External surveys such as Extel recognize the quality of the firm's research. In the Extel 2018 survey, Kepler Cheuvreux was ranked 1st for Leading Brokerage Firm – Countries in Europe, 2nd Best Broker for Research (Quoted Companies) and first for Corporate Access.

Execution 
Kepler Cheuvreux's Execution activity processes buy and sell orders in financial securities such as equities, bonds, derivatives, warrants, ETFs and convertible bonds. Using an in-house trading platform acquired in 2013, this activity consists of 12 execution offices, 77 experts, and membership of 103 major global markets.

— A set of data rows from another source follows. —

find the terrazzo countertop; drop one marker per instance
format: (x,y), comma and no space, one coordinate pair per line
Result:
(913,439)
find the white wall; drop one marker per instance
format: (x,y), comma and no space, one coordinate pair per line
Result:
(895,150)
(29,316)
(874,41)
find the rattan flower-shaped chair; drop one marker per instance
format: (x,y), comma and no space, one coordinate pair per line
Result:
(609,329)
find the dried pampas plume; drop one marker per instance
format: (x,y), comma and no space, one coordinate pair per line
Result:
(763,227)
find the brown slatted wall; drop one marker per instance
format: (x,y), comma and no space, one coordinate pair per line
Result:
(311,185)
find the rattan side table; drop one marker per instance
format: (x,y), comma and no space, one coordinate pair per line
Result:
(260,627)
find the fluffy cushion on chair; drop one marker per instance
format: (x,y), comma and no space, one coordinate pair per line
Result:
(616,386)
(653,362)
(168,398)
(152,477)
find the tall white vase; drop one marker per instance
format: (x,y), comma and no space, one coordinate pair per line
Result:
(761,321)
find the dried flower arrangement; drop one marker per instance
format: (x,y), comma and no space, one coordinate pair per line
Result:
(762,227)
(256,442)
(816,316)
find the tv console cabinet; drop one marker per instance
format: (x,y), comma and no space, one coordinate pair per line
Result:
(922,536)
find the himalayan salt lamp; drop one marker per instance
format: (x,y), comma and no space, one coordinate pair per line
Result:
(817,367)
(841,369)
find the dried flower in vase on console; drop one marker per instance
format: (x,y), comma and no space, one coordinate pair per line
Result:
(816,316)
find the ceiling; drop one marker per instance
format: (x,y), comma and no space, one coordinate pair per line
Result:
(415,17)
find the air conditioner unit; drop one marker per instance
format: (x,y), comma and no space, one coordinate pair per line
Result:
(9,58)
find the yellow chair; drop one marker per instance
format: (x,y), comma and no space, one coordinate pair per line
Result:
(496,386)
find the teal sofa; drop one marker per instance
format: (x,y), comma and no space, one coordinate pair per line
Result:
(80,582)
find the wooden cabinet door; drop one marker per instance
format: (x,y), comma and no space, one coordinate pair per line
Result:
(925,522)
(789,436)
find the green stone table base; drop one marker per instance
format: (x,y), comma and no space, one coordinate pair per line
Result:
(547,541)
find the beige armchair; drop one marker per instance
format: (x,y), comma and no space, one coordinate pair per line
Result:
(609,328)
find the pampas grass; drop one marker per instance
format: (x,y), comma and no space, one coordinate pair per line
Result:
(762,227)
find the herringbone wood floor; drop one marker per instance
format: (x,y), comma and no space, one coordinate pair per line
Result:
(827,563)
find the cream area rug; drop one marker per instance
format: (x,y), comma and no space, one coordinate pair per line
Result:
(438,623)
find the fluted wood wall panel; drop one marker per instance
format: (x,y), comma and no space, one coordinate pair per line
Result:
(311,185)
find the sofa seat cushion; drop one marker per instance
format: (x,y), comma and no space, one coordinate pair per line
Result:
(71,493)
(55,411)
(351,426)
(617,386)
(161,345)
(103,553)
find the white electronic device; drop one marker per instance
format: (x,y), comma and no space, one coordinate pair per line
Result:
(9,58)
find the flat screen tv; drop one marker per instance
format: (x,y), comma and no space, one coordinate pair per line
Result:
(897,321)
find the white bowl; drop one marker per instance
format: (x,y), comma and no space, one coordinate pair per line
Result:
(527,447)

Kepler Cheuvreux is ranked second in the “Trading & Execution” category of the 2018 Extel survey and first in the “Overall Outperformer in Algorithmic Trading” and “Best Trading Performance” categories by ‘The Trade’ magazine.

Advisory 
Kepler Cheuvreux offers companies advisory services in investment banking & equity capital markets in conjunction with its banking partners (CACIB, UniCredit, Rabobank, Swedbank, and Belfius), investment solutions (creation of structured products), debt services (offering liquidity in the primary and secondary bond markets), and specific services to private banks and retail banking networks.

Asset management 
In 2018, Kepler Cheuvreux diversified its activities into asset management with the acquisition of an asset management company. Renamed KCI, this entity is responsible for developing two activities: one dedicated to preferred equity (financing in the form of mezzanine debt and quasi-equity products) and the other dedicated to private debt in the form of Euro PP and senior debt.

Organization

Shareholders 
Atlas Merchant Capital and Eres   (Edmond de Rothschild Equity Strategies) acquired a stake in Kepler Cheuvreux in June 2018. As an independent company, Kepler Cheuvreux's share ownership was as follows in 2018: Management and employees (25.5%), Atlas Merchant Capital (20.0%), Crédit Agricole CIB (15.1%), UniCredit (10.3%), Eres (7.7%), Swedbank (6%), Caisse Des Dépôts (5.2%), Belfius (5.2%), and Rabobank (5%). Kepler Cheuvreux's management and employees control 40% of the voting rights.

Governance 
Kepler Cheuvreux is a limited company governed by an Executive Board and a Supervisory Board. The supervisory board and the executive board are chaired by Laurent Quirin and Grégoire Varenne, respectively.

Locations 
Kepler Cheuvreux has 14 research offices worldwide: 12 in Europe (Amsterdam, Brussels,   Frankfurt,   Geneva,   London,   Madrid,   Milan,   Oslo,   Paris,   Stockholm, Vienna, and Zurich) and two in the United States (New York and Boston).